Berdasarkan penuturan cerita dan sejarah Desa Bugis adalah, Sejak awal abad ke 20 diwilayah yang sekarang dikenal sebagai Desa Bugis telah terbentuk komunitas masyarakat yang dikenal sebutan kampong hugi (perkampungan orang bugis) yang berlokasi di sekitar wilayah yang sekarang menjadi dusun Bajo Sarae. Kampong pada masa itu dipimpin oleh seorang Matoa yang berarti orang yang di-tua-kan (dalam bahasa Bugis) yang antara lain cukup dikenal adalah Matoa H.Jafar dan Matoa Lago yang memimpin Desa Bugis ini pada sekitar tahun 1920an sampai 1948.
Matoa H. Jafar dalam literatur Kesultanan merupakan Jeneli Sape terakhir sekaligus Galarang. Sebab, pada awal Abad ke 19, Kesultanan Bima masih berlaku sebagai sistem pemerintahan hingga pada tahun 1951. Karena Kesultanan Bima resmi menggabungkan diri sebagai bagian dari NKRI pada tahun 1949.
Dari sejarah asal mula Warga Bugis yang berasal dari Sulawesi, ada pula warga asli keturunan Bima, namun dari catatan sejarah yang ada bahwa Keturunan Bima karena adanya hubungan kekeluargaan yang sangat erat baik kehidupan adat maupun tradisi sosial keseharian masyarakat di Desa Bugis.
Dari sejak dulu hingga saat ini, masyarakat desa bugis dalam kegiatan perekonomiannya adalah sebagai nelayan dan melaut (pelayaran antar pulau) serta sebagian kecil ada juga yang bertani.

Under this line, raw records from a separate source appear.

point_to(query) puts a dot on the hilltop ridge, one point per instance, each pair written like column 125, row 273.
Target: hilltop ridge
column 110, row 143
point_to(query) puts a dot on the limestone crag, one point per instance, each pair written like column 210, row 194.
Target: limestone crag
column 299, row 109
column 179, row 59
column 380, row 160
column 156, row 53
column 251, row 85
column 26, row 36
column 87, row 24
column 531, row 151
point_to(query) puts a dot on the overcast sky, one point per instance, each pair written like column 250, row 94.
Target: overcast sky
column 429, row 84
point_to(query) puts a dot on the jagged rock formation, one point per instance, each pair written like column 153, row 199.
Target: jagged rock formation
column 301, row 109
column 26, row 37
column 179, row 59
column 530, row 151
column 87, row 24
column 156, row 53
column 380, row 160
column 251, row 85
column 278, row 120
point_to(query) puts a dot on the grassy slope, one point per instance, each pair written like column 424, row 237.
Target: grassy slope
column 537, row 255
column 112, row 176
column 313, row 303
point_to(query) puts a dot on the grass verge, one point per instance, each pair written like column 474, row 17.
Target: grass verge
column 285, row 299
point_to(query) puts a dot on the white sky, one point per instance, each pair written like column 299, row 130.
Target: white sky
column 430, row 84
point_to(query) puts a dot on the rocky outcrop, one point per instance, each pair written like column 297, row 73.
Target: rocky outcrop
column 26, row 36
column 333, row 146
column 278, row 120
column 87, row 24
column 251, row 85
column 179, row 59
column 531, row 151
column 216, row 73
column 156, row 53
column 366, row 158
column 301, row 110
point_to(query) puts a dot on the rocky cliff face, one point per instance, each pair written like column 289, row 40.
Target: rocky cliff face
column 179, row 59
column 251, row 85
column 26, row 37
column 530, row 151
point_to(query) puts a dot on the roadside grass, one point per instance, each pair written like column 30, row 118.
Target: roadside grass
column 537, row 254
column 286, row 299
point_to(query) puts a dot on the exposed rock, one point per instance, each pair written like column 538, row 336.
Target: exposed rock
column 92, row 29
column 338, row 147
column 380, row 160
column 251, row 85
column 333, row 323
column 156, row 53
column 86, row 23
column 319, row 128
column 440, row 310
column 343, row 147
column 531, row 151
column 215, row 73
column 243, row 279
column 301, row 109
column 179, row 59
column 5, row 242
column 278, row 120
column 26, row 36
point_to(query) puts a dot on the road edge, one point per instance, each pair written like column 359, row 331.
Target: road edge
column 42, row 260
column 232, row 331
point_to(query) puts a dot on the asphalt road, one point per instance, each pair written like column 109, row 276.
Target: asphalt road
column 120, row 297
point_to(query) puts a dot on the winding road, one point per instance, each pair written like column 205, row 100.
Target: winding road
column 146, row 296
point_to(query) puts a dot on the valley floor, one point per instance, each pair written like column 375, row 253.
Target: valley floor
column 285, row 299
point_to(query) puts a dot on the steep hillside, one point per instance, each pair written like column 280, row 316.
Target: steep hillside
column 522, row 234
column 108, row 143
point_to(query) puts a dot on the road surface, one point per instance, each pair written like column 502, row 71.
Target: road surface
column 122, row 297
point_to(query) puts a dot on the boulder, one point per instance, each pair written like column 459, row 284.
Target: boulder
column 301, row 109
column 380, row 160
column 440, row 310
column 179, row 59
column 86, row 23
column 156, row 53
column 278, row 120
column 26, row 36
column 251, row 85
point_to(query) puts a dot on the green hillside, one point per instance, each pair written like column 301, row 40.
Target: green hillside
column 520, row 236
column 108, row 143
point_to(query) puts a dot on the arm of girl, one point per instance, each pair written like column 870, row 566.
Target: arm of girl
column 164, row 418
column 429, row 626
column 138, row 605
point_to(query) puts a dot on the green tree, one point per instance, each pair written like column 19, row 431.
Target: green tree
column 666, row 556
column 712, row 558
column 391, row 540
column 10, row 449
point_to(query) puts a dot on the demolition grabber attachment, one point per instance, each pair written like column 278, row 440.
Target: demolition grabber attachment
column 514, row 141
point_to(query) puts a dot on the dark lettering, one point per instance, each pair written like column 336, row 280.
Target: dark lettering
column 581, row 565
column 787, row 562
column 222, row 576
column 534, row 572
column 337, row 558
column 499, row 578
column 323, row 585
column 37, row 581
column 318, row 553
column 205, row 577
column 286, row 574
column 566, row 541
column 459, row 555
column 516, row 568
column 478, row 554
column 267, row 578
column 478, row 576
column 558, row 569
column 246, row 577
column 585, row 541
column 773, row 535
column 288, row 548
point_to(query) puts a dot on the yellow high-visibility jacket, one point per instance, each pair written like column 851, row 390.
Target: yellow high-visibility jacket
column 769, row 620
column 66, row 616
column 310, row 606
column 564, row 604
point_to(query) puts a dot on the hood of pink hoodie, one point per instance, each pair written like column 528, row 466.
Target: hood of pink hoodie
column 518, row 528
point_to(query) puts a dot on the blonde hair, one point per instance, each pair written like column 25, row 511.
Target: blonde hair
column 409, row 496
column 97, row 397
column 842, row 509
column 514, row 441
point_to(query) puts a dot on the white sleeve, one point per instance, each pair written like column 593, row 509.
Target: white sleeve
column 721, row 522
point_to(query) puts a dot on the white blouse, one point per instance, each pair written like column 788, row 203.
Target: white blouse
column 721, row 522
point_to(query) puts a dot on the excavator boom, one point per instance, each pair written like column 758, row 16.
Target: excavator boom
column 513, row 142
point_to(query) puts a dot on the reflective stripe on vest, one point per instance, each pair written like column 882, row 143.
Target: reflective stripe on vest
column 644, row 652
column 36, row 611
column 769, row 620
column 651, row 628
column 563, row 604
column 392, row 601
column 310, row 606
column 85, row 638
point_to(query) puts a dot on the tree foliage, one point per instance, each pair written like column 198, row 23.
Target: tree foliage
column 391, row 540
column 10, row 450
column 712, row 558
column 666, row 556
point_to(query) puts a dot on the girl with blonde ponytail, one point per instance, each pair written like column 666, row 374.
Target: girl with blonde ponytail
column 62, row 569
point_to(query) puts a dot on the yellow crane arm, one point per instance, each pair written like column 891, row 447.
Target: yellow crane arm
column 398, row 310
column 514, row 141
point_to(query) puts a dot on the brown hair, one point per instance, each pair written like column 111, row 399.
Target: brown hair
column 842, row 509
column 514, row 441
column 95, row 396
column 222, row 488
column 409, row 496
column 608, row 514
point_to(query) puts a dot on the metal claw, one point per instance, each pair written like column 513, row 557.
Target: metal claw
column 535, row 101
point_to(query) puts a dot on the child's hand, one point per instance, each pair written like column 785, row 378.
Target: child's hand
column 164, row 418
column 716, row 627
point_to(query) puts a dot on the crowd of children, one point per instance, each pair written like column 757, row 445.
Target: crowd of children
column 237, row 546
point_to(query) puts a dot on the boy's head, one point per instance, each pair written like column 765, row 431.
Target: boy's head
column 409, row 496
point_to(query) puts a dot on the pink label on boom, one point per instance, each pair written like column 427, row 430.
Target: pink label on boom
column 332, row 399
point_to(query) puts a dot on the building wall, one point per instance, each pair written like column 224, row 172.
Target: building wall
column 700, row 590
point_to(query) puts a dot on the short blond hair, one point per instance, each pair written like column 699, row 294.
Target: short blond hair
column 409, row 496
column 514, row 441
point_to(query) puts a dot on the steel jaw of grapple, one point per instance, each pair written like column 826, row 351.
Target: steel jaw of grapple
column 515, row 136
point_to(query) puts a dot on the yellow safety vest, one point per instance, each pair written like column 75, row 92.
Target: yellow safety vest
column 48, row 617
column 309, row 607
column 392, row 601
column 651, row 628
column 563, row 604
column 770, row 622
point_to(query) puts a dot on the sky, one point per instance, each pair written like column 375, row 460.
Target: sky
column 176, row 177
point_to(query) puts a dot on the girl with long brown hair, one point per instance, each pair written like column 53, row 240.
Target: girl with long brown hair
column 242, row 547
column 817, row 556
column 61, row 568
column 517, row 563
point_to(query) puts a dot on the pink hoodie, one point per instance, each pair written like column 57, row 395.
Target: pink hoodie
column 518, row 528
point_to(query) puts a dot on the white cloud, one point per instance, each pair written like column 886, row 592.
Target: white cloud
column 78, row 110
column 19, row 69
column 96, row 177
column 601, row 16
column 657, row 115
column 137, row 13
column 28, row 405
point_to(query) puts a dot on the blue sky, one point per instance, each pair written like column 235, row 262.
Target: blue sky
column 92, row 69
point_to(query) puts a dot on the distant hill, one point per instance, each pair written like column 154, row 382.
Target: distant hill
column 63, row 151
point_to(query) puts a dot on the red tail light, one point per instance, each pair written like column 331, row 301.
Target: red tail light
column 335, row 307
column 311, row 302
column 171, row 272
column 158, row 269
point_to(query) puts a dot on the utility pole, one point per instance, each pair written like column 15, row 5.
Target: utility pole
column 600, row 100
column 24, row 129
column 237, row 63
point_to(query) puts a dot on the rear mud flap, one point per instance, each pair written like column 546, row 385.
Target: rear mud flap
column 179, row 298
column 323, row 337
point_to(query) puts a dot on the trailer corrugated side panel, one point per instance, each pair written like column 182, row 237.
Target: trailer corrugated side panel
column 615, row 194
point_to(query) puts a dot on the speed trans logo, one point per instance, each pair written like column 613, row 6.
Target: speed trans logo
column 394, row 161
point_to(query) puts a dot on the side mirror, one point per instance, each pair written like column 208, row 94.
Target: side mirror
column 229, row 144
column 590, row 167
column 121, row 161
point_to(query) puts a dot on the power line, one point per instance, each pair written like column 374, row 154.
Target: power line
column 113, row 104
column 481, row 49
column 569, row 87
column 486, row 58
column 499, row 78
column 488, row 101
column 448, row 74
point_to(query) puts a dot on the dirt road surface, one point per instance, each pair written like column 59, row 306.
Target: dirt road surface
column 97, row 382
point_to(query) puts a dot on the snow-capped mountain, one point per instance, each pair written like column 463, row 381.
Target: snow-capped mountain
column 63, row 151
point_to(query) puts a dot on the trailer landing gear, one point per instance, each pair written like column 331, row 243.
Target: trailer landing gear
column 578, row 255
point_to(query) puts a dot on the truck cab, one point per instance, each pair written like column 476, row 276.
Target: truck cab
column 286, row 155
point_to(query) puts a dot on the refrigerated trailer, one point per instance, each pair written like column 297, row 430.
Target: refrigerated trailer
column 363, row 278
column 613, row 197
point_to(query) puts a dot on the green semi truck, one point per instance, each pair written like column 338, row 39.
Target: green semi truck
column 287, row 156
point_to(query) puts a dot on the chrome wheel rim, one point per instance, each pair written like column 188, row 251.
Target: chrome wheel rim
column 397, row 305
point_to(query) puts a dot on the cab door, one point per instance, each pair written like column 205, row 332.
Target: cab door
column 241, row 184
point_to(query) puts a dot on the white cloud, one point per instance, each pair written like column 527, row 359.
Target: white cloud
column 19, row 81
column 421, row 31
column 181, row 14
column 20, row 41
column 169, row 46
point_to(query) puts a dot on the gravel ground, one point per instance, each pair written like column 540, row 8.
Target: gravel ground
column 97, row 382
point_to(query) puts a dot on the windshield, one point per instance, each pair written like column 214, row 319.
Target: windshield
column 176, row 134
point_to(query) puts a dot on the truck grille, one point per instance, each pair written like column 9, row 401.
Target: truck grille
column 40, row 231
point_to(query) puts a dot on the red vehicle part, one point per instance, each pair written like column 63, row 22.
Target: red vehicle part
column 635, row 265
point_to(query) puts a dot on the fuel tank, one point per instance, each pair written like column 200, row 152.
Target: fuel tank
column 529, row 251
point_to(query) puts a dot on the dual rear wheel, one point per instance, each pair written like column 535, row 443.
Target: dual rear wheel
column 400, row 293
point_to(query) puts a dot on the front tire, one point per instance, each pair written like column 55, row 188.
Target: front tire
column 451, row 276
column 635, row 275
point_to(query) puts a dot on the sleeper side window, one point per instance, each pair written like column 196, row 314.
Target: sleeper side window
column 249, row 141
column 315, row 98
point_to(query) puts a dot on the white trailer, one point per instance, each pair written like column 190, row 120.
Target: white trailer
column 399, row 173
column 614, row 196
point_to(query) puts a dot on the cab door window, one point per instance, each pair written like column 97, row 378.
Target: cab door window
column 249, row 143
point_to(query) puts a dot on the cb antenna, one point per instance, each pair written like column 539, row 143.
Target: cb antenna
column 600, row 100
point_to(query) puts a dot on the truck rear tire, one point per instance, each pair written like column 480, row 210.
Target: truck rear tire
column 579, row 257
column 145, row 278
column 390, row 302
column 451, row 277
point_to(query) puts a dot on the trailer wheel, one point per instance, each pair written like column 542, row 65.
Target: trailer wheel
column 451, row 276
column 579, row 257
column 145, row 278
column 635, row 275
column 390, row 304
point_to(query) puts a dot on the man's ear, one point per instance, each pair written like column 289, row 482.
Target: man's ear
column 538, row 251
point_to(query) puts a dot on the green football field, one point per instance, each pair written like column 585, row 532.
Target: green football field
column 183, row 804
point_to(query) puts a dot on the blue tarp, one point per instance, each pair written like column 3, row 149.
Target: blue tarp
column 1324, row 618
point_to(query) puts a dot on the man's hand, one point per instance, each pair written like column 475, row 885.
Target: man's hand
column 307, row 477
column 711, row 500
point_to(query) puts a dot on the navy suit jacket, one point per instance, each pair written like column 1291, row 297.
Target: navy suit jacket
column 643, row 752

Masyarakat bugis sangat mahir membuat konstruksi perahu layar dengan model dan tipe yang menarik.
Pada pertengahan tahun 1940 yang mana pada waktu itu Bugis di pimpin oleh matoa Lagu, untuk pertama kali diprakarsai pembangunan balai sederhana sebagai tempat kegiatan pemerintahan Desa yang merubah bentuk dari Jeneli. Perubahan ini mengikuti Pola pemerintahan daerah yang menjadi daerah Swapraja.
Dalam perkembangan selanjutnya pada tanggal 17 september 1948 di tunjuk sebagai kepala desa pertama yaitu H. M. Ali H. Jafar yang akrab disapa Pua Na'e. Sehingga secara Histories sejarah, Tanggal 17 September disepakati sebagai hari lahir Desa Bugis.
Kantor Desa sebagai pusat kegiatan pemerintahan pada waktu itu adalah di Bajosarae, Lokasi tepatnya yaitu dirumah Bapak Firdaus H. Ahmad SH (sekarang). Selama kepemimpinan H.M.Ali H.Jafar, perkembangan desa dan kehidupan administrasi masyarakat cukup banyak mengalami kemajuan.Perdagangan antara pulau pun dirintis dengan profesional terutama antara Desa Bugis dan Desa-Desa dikabupaten Manggarai NTT.
Akibat sering melakukan Pelayaran keluar daerah, H.M Ali H. Jafar, banyak melimpahkan tugas kepemerintahan kepada bawahanya antara lain, Ahmad Daeng Matuppu yang pada waktu itu selaku kepala dusun, kemudian menjabat Kepala Desa. H.Abdul Halik dan H.Syamsudin sekitar Tahun 1951, Pernah pula menjabat Kepala Desa di Desa Bugis, tatkala setelah Indonesia Merdeka. Pada masa inilah mulai dibangunya sekolah-sekolah madrasah di Bugis.
Dari segi kepemimpinan Mulai dengan pimpinan Kepala Kampung dan Adat, atau disebut pula sebagai Gelarang. Hingga saat ini Kepala Desa Bugis selalu diapresiasi oleh masyarakat setempat . Sebab selalu berhasil membangun Desa dan Kampungnya, baik dari segi Perekonomian, Pembangunan, Keamanan dan Sosial Budaya
Desa Bugis kini jauh lebih luas dari sebelumnya dan Warganya semakin banyak sehingga pemerataan pembangunan belum mencukupi walaupun telah memiliki sarana dan prasarana, baik pelabuhan dan tempat pelelangan Ikan (TPI) namun pengelolaan masih dikelolah oleh pusat belum bisa menjadi bagian dari pendapatan Desa Bugis itu sendiri.